9964 Romanian Biotechnological Letters, Vol. 19, No. 6, 2014

Research on Camelina sativa wintering, by genotype and fertilizer doses used, in the pedo-climatical conditions from the south of Romania

Received for publication, 31 July, 2014

Accepted, 25 November, 2014

PAUL DOBRE*, NICOLAE FARCAŞ*, NICOLETA-ALINA UDROIU*, MIHAI GÎDEA*, ANDRA CECILIA MORARU**

University of Agronomic Sciences and Veterinary Medicine, Department Soil Sciences, Blvd Marasti nr. 59, sect. 1, 011464 Bucharest, Romania **BIOTEHGEN, 59 Marasti Blvd., Bucharest 1, Romania Corresponding author: Paul Dobre E-mail: [email protected]

Abstract

The research, carried out under the project "Sustainable Initiative Towards Aviation Kerosene" - ITAKA, aimed testing resistance the wintering varieties of Camelina sativa (Camelia - Romania, Calenda - Austria, GP 202 - Germany and GP 204 - Germany), under the conditions of soil and climate in southern Romania. Sowing was done in middle October 2013 using a seed rate of 8 kg/ha. Several trials with different fertilization schemes (based on nitrogen and phosphorus) were implemented. Determination of plant population was firstly done in autumn (before frost period) and then in early spring. For all cultivars tested, the minimal losses were recorded for trials fertilized with medium concentrations of nitrogen and phosphorus (N80 P60) and the highest losses were recorded for the control trials (without fertilization).

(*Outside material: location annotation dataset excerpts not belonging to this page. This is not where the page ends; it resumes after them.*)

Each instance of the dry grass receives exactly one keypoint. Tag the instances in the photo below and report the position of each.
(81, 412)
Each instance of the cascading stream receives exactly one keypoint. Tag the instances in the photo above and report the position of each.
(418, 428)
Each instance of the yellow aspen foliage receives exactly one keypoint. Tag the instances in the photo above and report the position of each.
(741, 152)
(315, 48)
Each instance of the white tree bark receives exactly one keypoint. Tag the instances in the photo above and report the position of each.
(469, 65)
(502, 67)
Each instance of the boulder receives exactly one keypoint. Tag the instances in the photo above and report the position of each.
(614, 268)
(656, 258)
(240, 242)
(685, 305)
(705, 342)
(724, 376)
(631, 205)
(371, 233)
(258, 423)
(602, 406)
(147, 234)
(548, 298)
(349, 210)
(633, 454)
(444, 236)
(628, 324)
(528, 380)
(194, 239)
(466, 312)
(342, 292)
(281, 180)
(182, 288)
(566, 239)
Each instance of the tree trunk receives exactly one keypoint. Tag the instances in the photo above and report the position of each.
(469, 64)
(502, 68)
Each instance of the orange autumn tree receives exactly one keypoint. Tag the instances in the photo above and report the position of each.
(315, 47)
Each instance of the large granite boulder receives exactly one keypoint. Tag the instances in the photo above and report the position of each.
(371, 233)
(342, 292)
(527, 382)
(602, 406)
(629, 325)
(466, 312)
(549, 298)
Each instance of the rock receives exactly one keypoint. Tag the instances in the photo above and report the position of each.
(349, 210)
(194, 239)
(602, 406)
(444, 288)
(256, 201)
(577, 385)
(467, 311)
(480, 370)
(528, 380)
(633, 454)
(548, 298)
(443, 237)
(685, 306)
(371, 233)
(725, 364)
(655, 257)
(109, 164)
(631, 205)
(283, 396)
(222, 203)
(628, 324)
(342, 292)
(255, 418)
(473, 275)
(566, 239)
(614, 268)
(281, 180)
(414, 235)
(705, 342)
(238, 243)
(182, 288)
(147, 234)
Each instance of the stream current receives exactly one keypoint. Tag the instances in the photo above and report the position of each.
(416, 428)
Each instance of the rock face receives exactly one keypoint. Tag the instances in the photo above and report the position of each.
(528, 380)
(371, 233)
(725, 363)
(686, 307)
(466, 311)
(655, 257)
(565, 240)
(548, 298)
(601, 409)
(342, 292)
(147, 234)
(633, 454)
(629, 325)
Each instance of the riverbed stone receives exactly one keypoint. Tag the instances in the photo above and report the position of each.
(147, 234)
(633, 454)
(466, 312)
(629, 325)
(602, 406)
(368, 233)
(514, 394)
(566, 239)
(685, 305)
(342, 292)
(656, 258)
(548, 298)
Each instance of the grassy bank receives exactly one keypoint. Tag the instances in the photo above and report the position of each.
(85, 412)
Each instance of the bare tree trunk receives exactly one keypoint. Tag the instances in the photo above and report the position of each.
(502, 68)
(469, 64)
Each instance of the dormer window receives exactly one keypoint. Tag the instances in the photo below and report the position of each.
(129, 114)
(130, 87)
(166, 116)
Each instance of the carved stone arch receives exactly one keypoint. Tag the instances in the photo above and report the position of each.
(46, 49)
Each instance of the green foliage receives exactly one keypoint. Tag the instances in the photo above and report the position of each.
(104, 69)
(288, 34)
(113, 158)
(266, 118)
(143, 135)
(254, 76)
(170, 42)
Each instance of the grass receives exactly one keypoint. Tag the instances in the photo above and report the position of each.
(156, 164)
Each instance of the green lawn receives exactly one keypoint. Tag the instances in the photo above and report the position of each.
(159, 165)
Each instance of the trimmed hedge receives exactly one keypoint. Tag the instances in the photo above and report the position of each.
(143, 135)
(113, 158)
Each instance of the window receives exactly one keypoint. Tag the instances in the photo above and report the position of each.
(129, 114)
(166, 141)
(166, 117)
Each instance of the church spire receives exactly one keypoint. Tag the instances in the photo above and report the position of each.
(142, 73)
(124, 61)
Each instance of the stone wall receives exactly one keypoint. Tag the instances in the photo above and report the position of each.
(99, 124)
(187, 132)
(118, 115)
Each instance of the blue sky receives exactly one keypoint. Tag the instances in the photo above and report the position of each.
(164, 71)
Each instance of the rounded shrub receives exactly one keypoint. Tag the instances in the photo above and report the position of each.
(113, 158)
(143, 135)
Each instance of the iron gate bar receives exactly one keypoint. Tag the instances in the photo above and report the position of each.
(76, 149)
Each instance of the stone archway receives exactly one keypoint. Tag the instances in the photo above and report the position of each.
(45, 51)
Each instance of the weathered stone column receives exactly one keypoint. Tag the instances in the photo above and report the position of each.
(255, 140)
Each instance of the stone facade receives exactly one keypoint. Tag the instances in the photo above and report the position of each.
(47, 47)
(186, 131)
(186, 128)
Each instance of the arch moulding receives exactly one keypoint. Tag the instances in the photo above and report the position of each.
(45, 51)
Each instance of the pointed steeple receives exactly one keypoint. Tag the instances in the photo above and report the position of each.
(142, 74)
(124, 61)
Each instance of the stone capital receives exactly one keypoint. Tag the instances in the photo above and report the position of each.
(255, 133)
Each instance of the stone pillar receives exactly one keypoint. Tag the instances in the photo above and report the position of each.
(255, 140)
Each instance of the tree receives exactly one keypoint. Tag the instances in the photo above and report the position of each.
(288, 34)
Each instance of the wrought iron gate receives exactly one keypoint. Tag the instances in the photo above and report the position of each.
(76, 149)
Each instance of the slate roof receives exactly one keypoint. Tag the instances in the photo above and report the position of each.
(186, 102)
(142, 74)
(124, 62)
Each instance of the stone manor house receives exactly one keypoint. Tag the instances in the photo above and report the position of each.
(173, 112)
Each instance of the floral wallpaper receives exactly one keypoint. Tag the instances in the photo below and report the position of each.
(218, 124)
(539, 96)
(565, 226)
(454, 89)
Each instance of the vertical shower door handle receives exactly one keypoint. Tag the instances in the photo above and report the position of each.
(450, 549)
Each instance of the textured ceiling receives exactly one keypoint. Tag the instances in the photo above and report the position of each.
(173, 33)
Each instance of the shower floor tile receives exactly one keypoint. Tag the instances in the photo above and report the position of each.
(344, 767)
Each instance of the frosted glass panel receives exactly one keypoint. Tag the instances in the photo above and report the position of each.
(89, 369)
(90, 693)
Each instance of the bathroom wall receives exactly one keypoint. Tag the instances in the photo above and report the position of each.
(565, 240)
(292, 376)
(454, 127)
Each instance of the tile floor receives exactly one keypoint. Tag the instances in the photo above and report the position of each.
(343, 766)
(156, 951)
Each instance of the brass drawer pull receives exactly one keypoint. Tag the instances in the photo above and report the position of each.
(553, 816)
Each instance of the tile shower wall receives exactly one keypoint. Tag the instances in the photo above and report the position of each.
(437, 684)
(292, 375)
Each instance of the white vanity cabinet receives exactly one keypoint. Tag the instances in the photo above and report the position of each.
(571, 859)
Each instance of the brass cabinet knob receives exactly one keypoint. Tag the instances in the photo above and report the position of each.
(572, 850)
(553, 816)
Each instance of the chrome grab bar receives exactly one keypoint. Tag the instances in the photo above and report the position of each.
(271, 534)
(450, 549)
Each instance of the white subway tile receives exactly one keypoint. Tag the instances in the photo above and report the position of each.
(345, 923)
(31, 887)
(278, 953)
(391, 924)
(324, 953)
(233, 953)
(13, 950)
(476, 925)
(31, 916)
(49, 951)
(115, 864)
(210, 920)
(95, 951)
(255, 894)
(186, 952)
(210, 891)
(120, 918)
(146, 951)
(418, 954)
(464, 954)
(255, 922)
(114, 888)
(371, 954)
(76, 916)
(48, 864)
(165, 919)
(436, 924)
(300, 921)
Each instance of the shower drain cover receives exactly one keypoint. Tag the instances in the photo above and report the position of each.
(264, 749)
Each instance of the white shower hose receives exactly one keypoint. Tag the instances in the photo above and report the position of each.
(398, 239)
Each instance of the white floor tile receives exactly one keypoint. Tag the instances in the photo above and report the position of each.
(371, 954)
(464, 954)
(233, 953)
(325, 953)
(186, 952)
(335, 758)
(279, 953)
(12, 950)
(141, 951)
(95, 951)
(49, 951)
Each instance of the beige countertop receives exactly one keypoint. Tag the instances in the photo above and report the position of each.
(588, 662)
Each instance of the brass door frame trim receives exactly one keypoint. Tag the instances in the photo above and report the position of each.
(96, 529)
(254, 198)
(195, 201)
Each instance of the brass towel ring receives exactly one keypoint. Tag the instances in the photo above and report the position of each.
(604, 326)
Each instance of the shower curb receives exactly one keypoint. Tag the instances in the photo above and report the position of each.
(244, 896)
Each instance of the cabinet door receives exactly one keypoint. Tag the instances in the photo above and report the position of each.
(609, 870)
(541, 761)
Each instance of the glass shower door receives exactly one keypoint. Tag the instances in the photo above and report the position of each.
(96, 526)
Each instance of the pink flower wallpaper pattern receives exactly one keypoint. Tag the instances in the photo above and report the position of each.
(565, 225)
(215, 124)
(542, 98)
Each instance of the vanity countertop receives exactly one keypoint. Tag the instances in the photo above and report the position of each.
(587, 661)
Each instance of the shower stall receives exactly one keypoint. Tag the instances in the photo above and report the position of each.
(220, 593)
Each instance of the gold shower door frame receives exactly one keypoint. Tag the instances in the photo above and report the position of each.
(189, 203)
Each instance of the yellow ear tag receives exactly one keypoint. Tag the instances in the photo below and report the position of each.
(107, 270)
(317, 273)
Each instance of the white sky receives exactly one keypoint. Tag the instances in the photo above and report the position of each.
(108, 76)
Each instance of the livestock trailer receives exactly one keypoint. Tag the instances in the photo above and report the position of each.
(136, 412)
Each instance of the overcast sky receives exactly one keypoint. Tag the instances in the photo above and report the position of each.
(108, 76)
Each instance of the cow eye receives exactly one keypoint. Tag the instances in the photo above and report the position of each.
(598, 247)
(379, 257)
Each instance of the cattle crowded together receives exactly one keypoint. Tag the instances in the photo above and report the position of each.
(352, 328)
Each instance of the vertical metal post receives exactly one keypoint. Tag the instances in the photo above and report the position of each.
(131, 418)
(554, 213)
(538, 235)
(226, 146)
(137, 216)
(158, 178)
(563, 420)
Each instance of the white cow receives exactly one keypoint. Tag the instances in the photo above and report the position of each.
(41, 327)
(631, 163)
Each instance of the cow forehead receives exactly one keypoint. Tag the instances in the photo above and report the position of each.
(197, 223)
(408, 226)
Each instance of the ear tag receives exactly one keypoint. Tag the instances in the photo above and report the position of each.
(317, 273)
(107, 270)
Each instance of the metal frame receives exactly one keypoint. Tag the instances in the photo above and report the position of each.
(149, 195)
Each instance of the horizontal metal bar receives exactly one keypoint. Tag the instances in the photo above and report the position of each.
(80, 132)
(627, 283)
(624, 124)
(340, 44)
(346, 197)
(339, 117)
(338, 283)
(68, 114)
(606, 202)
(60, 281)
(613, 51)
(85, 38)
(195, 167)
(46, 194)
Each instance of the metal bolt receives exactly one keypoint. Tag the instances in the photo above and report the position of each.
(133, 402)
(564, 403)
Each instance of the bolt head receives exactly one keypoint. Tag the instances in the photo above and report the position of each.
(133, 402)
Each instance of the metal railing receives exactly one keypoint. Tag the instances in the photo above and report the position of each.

Keywords: Camelina sativa, wintering resistance, plant population 1. Introduction

Camelina sativa (L.) Crantz is an annual plant of Brassicaceae family together with rapeseed, mustard, cabbage, radish (PUTNAM & al.[1]; FROHLICH & RICE [2]). Known as gold-of-pleasure, false-flax, linseed dodder, German sesame, Siberian oilseed, it is native to South-East Europe to South-West Asia (ZOHARY & HOPF [3]). Camelina sativa has a great adaptability, being distributed almost on the whole North American continent and in Europe. Camelina crop has special features: short vegetation period (85-105 days), low inputs requirements, frost resistance (EHRENSING& GUY [4], MARTINELLI& GALASSO [5]). In addition, the seeds have a high oil content characterized by an exceptional fatty-acids profile mainly constituted from polyunsaturated fatty acids (IMBREA & al. [6], TONCEA & al. [7]) Despite the fact that it is drought-resistant (ZUBR [8], GUGEL&FALK [9]), camelina plant is sensitive to droughty periods occurring during flowering period (VOLLMANN& al.[10]). Recently the studies have focused on identifying the most suitable cultivation technology by testing the influence of various agro-technical factors (DOBRE& al. [11], AGEGENEHU&HONERMEIER[12],BUGNARUG&BORCEAN[13],JOHNSON&GESCH[14], SOLIS& al. [15], WYSOCKI& al.[16]. The aim of this study is to assess the impact of different fertilization schemes on camelina crop wintering resistance in the pedological and climatic conditions from the south of Romania.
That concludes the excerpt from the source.